DistOS 2021F Experience 2
Introduction
In this experience, you will be playing with a multi-node Kubernetes cluster simulated using minikube
, running the Cilium CNI, a replicated Apache Cassandra database and an updated version of our beloved “printerfacts” service that consumes facts stored in the Cassandra database. As usual, you may wish to consult the relevant documentation if you get stuck. Links to documentation will be provided along with hints later on in this document.
With the exception of Part 2, completing this experience shouldn’t take more than a couple of hours. Feel free to collaborate with other students if you get stuck. However, you must acknowledge any collaboration. Additionally, copying and pasting or simply “changing up” each other’s answers will be treated as an academic integrity violation.
Submissions
Your experience report should be submitted as a PDF file on Brightspace, written in paragraph form. Code snippets or screenshots are allowed to augment your prose but are not required. We will post a submission link on Brightspace within the next few days.
The official due date for the experience report is December 10th (the last day of class), but we will continue to accept submissions up until the date of the final exam if you need extra time.
Receiving Your Grade
This experience is broken up into three parts:
- A series of easy tasks designed to get you familiar Cilium, Cassandra, and a multi-node K8s cluster.
- A harder challenge that involves programming a client to interact with the Cassandra database and writing a custom Cilium security policy to lock down your cluster.
- An opportunity to reflect on this experience and make connections to overall themes in the course.
Students are expected to complete Part 1 and Part 3 to get a grade of at most a B+. Part 2 is optional, but must be completed to receive a grade of A- or higher.
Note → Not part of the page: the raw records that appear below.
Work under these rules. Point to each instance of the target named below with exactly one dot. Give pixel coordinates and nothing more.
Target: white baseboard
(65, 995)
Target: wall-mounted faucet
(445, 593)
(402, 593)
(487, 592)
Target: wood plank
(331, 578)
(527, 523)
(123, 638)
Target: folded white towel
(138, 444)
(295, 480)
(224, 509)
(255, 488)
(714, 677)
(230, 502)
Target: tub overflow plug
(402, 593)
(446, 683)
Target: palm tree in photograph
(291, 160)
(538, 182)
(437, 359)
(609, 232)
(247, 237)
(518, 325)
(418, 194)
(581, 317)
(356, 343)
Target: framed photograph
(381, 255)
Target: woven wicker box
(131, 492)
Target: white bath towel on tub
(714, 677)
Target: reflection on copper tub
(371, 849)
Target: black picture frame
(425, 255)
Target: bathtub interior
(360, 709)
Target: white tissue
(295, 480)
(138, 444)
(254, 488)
Marks will be deducted for insufficient explanations or answers that demonstrate a lack of effort. By this logic, you should have a fairly clear idea of what grade you will receive when you submit this experience, based on how much effort you put in.
Setting Up Your Environment
For this experience, a new VM image has been provided for you. It has a larger disk size, more RAM, and a batteries-included installation of the Cilium and Hubble CLI. First, delete your old instance using the OpenStack web console, then create a new one. You can follow the same instructions as before, except replace the COMP4000-studentvm-v1
image with COMP4000-studentvm-v2
. When selecting your flavour, make sure you pick the flavour with 16GiB of disk space and 8GB of RAM.
Once your VM is set up, SSH into it using your preferred SSH client. You should probably be working with at least 2 terminals for the rest of this experience. After SSHing into your instance, run the following command to spin up a multi-node k8s cluster: minikube start -n3 --cni=cilium
. This might take a few minutes to run to completion.
Verify your cluster has started correctly using minikube status
. You should see something like the following:
minikube type: Control Plane host: Running kubelet: Running apiserver: Running kubeconfig: Configured minikube-m02 type: Worker host: Running kubelet: Running minikube-m03 type: Worker host: Running kubelet: Running
Cilium and Hubble
Once your cluster is running, you can configure the cluster to use Cilium and Hubble. Due to some minikube and Cilium quirks, we need to uninstall the default version of Cilium installed by minikube and reinstall it using the Cilium CLI. You can do so with the following commands:
cilium uninstall && cilium install && cilium hubble enable
This may take a few minutes to run to completion.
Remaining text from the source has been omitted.